Jason M. Bodily, Kavi P.M. Mehta, Linda Cruz, Craig Meyers, Laimonis A. Laimins*

*Corresponding author for this work

Research output: Contribution to journalArticlepeer-review

42 Scopus citations

Abstract

Human papillomaviruses (HPVs) are the causative agents of several important genital and other mucosal cancers. The HPV16 E7 gene encodes a viral oncogene that is necessary for the continued growth of cancer cells, but its role in the normal, differentiation-dependent life cycle of the virus is not fully understood. The function of E7 in the viral life cycle was examined using a series of mutations of E7 created in the context of the complete HPV16 genome.

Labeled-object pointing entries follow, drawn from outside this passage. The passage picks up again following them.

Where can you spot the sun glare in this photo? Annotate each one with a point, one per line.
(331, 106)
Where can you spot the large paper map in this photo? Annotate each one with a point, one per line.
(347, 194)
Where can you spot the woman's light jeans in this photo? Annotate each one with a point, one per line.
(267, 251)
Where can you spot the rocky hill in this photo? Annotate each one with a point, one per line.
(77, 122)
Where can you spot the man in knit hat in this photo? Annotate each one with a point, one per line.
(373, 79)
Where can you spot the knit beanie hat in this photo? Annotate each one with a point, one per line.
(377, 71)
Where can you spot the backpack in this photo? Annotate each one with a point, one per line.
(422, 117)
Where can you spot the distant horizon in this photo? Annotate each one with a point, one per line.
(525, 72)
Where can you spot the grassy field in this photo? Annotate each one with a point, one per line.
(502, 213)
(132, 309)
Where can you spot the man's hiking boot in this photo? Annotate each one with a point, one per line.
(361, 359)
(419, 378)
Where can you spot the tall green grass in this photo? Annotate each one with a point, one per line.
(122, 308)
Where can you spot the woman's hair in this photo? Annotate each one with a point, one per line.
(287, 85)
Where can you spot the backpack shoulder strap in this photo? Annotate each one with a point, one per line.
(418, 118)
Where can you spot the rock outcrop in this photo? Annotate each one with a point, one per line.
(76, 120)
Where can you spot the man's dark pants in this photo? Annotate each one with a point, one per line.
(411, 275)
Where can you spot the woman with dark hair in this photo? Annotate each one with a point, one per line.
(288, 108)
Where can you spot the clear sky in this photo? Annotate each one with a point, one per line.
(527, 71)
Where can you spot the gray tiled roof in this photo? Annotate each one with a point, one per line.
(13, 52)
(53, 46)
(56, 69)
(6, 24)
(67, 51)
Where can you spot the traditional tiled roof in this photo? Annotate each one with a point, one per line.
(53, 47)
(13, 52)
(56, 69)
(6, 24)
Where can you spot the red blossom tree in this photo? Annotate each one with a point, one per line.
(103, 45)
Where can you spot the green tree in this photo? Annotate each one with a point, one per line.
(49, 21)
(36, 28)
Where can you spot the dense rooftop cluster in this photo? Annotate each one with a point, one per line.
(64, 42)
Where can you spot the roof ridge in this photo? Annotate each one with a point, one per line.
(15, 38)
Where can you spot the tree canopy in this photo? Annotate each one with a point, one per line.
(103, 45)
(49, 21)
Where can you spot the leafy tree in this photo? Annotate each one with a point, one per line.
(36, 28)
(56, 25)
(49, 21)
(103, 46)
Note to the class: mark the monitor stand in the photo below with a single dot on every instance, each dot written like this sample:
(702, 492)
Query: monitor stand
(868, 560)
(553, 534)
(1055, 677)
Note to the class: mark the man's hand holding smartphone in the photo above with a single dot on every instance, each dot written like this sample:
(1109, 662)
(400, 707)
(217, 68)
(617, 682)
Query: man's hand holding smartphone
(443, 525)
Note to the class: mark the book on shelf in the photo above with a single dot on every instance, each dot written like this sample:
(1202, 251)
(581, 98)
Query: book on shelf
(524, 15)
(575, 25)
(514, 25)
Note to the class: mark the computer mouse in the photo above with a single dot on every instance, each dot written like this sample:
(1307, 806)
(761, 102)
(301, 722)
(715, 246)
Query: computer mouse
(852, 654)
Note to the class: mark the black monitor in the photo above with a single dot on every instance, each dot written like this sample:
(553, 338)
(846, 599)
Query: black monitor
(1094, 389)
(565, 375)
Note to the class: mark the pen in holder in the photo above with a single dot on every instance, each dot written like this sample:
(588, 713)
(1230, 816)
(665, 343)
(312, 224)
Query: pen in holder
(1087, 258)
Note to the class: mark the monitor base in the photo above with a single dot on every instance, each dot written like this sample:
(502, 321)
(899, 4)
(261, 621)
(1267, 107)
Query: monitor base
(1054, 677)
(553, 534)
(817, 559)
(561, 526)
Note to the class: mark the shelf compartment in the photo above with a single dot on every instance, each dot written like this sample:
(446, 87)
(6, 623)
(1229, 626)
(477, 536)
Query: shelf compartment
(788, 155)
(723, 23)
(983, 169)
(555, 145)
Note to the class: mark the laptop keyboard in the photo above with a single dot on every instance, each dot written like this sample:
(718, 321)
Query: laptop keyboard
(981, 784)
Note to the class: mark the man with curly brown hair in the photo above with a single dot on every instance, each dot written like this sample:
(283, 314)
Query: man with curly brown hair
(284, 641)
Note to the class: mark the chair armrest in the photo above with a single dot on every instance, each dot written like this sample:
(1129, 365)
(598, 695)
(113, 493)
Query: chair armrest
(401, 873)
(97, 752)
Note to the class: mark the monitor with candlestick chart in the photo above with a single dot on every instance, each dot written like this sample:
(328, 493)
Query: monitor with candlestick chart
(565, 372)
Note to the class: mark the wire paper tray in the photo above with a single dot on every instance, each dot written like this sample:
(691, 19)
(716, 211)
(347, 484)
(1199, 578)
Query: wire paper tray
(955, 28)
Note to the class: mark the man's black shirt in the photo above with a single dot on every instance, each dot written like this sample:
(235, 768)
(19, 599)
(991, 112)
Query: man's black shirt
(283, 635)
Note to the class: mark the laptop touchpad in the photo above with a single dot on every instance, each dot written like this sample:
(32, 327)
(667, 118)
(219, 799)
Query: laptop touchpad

The effect of these E7 mutations on key events of the viral life cycle, including immortalization, episomal maintenance, late promoter activation, and infectious virion synthesis, was examined. Our studies show that the pRb binding domain is indispensable for early viral activities, whereas the C-terminal zinc finger domain contributed primarily to very late events. Mutations of the casein kinase II phosphorylation site caused a complex phenotype involving both the function of E7 protein and a cis element necessary for the activation of the late promoter, identifying for the first time a promoter element important for late promoter function in the context of the viral genome. All mutant genomes tested showed reduced viral titers following growth in organotypic raft cultures. These studies clarify the role of E7 as a regulator of late events in the differentiation-dependent HPV life cycle.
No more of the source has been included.